Maimonides’ injunction draws on biblical verses that declare that a person must not limit himself to worrying about his own health but should also be concerned about the health of his fellow. For example, as in Leviticus 19:16, “Do not do anything that endangers your neighbor’s life,” and Leviticus 19:18, “Love your neighbor as yourself.” These biblical injunctions are rules and specific instructions as to how to act in particular situations. Thus, in Hilchot Mourning, Chap. 14, Halacha 1, he wrote: “You shall love your neighbor as yourself” (Leviticus 19:18); that is, whatever you would have others do to you, do to your brothers. In other words, love for another is expressed by a series of deeds that in fact every person would wish would be done for him, and he is required to do them himself.

Some halachic arbiters understood that the biblical prohibitions also had medical and social significance. For example, the ruling of Rabbi Judah ben Samuel of Regensburg (1150–1217), also known as Rabbi Yehuda HaHasid, Rabbi Yehuda HeHasid, or ‘Judah the Pious’ in Hebrew, who was a leader of the Chassidei Ashkenaz, a movement of Jewish mysticism in Germany, is especially relevant.Footnote 4 Among other adjudicators, Rabbi Yehuda HeHasid wrote that the biblical commands to love one’s neighbor and not to place stumbling blocks before him are valid when a person is sick and might infect others:

Do not… put a stumbling block in front of the blind” (Leviticus 19:14), that a person with a contagious skin disease should not bathe with another Jew unless he informed him first, as it is written (op. cit. 18) “Love your neighbor as yourself” (op. cit. 19) and “Do not do anything that endangers your neighbor’s life (op. cit. 16) (Sefer Chasidim (Margoliot), Sect. 773).

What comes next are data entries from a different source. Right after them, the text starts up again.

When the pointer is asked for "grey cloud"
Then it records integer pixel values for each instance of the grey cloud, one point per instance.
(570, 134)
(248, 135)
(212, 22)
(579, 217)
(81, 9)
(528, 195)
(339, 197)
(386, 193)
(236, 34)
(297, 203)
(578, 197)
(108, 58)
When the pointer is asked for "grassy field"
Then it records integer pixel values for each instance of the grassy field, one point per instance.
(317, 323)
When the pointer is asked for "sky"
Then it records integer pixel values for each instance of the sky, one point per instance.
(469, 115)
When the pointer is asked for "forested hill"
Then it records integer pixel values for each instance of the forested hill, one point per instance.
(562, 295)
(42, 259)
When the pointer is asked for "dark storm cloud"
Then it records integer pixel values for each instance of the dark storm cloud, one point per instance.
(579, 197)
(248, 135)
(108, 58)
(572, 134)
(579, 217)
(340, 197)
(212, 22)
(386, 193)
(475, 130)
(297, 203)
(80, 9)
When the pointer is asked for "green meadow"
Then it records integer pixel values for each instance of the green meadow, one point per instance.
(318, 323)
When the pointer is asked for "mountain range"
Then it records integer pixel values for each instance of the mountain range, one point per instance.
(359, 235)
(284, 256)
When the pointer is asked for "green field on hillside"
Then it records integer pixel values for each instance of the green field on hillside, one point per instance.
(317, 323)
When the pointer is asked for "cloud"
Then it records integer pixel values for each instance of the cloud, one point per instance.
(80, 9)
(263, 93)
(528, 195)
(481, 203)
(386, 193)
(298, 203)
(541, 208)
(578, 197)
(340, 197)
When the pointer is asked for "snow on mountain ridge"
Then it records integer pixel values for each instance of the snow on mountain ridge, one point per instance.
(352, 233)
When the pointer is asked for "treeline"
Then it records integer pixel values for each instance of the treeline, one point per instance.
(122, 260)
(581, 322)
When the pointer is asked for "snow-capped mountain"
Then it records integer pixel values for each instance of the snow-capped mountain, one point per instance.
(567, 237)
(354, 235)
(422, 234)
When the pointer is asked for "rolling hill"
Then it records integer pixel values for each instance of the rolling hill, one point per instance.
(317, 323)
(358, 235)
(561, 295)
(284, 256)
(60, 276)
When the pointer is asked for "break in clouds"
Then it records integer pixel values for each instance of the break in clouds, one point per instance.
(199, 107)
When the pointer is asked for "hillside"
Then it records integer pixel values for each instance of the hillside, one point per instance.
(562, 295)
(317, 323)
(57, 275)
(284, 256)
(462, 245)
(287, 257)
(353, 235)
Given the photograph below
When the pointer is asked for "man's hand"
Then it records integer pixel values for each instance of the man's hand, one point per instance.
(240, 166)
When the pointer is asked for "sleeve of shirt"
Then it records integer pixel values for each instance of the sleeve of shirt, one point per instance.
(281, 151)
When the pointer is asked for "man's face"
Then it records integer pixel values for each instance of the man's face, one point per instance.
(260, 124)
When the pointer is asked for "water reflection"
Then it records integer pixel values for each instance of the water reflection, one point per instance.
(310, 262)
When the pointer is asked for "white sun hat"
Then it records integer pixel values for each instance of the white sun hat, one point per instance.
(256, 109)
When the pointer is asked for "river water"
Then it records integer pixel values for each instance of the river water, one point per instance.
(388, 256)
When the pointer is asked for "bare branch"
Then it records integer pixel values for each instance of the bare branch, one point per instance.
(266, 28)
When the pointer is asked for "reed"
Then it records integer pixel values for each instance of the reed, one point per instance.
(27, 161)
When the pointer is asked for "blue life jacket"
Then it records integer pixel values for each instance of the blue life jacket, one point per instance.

That is to say, a sick person is obliged to warn those around him against the possibility that he might transmit the infection, an obligation that derives directly from biblical commandments. Moreover, Rabbi Yehuda HeHasid’s words are completely in line with the halachic rulings of the Baalei Tosafot, the twelfth- to fifteenth-century French and German rabbis who wrote critical and explanatory glosses (questions, notes, interpretations, rulings, and sources) on the Talmud, collectively called Tosafot (additions). The Tosafot are important for the practical application of Jewish law because that law depends on how the Talmud is understood and interpreted.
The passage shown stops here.